Three poems by Ace Boggess

Hotel Room in Fairmont, West Virginia

Curtains, off-white

with fat avocado stripes,

remind me of prison

which had no curtains,

but plenty of stripes.

 

Bed, not unpleasant, 

not a thin mat over steel, 

assures me I’m free,

although alone—

 

a different prison

I’ve wasted forty-

seven years inside.

 

Digital clock, television,

artwork of two leaves

embracing—not sure

what to make 

of these accessories.

 

The hanging mirror swears

at least I haven’t

robbed today or waved

a threatening knife.

 

I’d look absurd

in my Hawaiian shirt

with pink & orange

birds of paradise.

 

Robbie

He looked cleanest among twenty of us—

young, pristine—a dozen years ago 

in rehab, checking twelve-step boxes,

slinging Big-Book jargon like computer code.

 

I left that place for prison,

he the streets, & today his eyes swear

I drew a better pebble from the bag.

 

Bearded, shirtless, dirty, worn.

I don’t recognize him; he spots me first &

asks if & when & who? 

 

His arms are scarred with a map 

of beachheads in the existential war. 

 

I want to tell him, It’s not too late, get well, move on.
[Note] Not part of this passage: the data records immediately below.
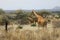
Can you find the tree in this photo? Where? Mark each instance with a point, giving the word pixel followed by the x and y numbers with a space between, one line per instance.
pixel 45 13
pixel 2 11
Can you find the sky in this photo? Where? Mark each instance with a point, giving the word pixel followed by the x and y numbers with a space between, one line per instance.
pixel 28 4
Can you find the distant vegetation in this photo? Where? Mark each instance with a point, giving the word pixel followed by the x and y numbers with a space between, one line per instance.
pixel 21 16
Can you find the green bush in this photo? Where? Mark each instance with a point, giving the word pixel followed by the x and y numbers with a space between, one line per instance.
pixel 19 27
pixel 33 25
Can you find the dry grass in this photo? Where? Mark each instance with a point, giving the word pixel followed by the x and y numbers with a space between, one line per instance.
pixel 29 33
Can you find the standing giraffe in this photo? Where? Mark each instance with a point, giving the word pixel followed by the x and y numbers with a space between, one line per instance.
pixel 40 20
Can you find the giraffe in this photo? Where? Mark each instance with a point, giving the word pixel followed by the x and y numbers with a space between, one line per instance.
pixel 31 20
pixel 40 20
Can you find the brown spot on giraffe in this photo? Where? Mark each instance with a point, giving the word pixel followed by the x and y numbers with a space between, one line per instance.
pixel 40 20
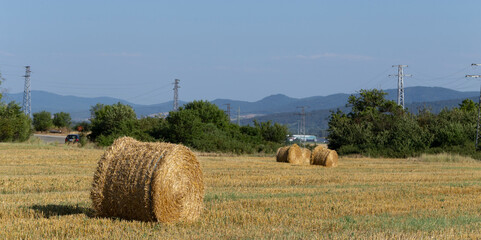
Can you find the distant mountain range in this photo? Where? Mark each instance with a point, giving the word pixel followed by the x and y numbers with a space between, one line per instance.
pixel 278 108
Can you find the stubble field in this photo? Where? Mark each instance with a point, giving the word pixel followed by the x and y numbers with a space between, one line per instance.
pixel 44 194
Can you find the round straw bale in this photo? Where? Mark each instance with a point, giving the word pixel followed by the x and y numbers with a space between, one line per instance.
pixel 295 155
pixel 148 182
pixel 325 157
pixel 281 155
pixel 306 156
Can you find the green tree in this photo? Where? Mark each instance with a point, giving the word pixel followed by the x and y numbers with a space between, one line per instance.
pixel 42 121
pixel 112 121
pixel 272 132
pixel 14 124
pixel 468 105
pixel 62 119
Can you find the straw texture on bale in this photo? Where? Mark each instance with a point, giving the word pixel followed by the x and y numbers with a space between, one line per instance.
pixel 323 156
pixel 281 155
pixel 296 155
pixel 148 182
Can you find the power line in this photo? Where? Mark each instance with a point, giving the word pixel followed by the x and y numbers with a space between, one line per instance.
pixel 479 107
pixel 176 94
pixel 27 100
pixel 400 84
pixel 228 110
pixel 302 126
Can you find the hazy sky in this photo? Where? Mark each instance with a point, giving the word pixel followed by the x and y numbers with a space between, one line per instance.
pixel 243 50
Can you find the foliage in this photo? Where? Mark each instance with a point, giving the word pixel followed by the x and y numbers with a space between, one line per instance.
pixel 62 119
pixel 272 132
pixel 42 121
pixel 378 127
pixel 205 127
pixel 14 124
pixel 83 126
pixel 112 121
pixel 198 124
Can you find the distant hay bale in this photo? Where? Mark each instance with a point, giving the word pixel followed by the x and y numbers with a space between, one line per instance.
pixel 281 155
pixel 148 182
pixel 296 155
pixel 323 156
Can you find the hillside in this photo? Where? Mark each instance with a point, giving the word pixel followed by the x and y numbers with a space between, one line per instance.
pixel 275 107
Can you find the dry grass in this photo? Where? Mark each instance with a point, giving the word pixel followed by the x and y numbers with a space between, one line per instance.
pixel 44 194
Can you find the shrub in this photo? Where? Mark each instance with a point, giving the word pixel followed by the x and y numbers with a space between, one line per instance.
pixel 42 121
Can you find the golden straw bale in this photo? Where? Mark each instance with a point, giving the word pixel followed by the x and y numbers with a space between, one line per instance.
pixel 306 156
pixel 295 155
pixel 325 157
pixel 148 182
pixel 281 155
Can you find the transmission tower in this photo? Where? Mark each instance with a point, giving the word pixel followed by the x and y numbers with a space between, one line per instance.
pixel 228 110
pixel 479 108
pixel 302 126
pixel 400 83
pixel 238 116
pixel 176 94
pixel 27 100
Having been like him, I understand how history is written.

 

“What Evidence Do You Find of Your Life?”
—Heather Dooley, Facebook post

Gut-smudge impacts of spider genocide

                    mark my passage, &

          theirs—

                              my absolute ever-war with fear.

 

Debts—those I intend to repay &

                    those that survive me—

          I collect in a trove

                              for future scholars to acknowledge.

 

A few words in Times New Roman,

                    a few more in Garamond,

          confessing

                              the bloody truth of lies I’ve told.

 

Broken computer gathering dust

                    in basement storage (it has

          proof of my life before)

                              the man-I-am can’t power up to read.




Picture of Ace Boggess

Ace Boggess

Ace Boggess is author of six books of poetry, including Escape Envy (Brick Road Poetry Press, 2021), I Have Lost the Art of Dreaming It So, and The Prisoners. His writing has appeared in Michigan Quarterly Review, Notre Dame Review, Harvard Review, Mid-American Review, and other journals. An ex-con, he lives in Charleston, West Virginia, where he writes and tries to stay out of trouble.